Odisha Film Development Corporation
- Abbreviation: OFDC
- Formation: 1976
- Headquarters: Chalachitra Bhawan, Buxi Bazar, Cuttack
- Region served: Odisha
- Chairman: Kuna Tripathy
- Website: https://odfilm.org

= Odisha Film Development Corporation =

The Odisha Film Development Corporation is a Public Sector Undertaking (PSU) of Government of Odisha.
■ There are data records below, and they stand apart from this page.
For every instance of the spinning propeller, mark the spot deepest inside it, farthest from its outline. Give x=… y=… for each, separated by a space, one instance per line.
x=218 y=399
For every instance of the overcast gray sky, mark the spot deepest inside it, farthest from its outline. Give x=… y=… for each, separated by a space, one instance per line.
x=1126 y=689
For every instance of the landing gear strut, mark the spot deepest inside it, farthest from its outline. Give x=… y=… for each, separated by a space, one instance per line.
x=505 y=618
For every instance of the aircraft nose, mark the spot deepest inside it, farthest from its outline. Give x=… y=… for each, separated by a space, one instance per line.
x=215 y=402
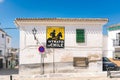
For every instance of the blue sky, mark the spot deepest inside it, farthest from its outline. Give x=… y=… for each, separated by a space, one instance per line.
x=11 y=9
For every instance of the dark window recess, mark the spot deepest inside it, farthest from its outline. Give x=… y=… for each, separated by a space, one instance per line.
x=80 y=35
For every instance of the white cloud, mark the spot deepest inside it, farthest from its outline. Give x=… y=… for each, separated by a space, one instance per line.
x=1 y=1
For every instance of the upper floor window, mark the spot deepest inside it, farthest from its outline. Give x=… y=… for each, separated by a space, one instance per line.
x=0 y=52
x=3 y=35
x=8 y=40
x=80 y=35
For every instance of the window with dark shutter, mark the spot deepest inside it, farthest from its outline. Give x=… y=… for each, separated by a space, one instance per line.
x=80 y=35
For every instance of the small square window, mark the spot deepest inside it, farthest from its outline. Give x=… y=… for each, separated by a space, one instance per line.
x=80 y=35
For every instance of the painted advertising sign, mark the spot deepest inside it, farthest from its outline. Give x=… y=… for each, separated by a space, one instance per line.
x=55 y=37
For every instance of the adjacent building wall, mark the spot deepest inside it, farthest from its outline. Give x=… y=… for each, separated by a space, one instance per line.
x=60 y=59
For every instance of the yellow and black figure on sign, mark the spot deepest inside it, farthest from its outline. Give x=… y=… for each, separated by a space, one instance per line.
x=55 y=37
Odisha Film Development Corporation is a promotional agency for the growth and development of film industry in Odisha established in 1976 in Cuttack to promote the Odia film industry.

==Achievements==
- Establishment of Kalinga Studios with Complete Facilities for Indoor Shooting, Outdoor Shooting, Editing, Dubbing, Music Recording (Mono Stereo), Mixing in 16mm, 35mm and Cinema Scope Format
- Establishment of Prasad Kalinga Film Laboratory for Processing and Printing of Colour and Black & White Films in 16mm, 35mm and Cinema Scope Format
- Establishment of a Video Complex in Kalinga Studio for Production of Video Films, Telefilms and Serials with Facilities for Editing, Recording, Dubbing and Shooting
- Organisation of 16 of Regional Film Festivals for Screening of Various Award Winning and Indian Panorama Films
- Organisation of 9 of Children's Film Festivals in Collaboration with Children Film Society of India
- Organisation of the 5th International Children's Film Festival in the Year 1987
- Organisation of 13 Foreign Film Festivals
- Sanction of subsidy to 283 Oriya & Other Languages Featured Films & Documentary Films
- Sanction of subsidy to 13 New Cinema Houses Equivalent to ET Collected for First 2 Years
- Sanction of loan for Construction of Cinema Houses to 86 Entrepreneurs
- Sanction of Soft Loans for Production of 95 Odia Featured Films
- Sanction of Term Loan for Production of 41 Odia Feature Films
- Establishment of an Office Complex known as Chalachitra Bhawan to House the Headquarter of the OFDC at Cuttack with a Film Archive and Preview Theatre
- Declaration of Film Production and Cinema Hall Construction as Industrial Activities
- Enforcement of Compulsory Screening of Odia Feature Films in the Cinema Houses since 11 December 1978
- Opening of Regional Office of the Board of Film Certification

==Past Chairpersons==
- Muzibula Khan, Chairman of Odisha Film Development Corporation
- Devdas Chhotray, Director of Odisha Film Development Corporation (1983-89 & 1996-98).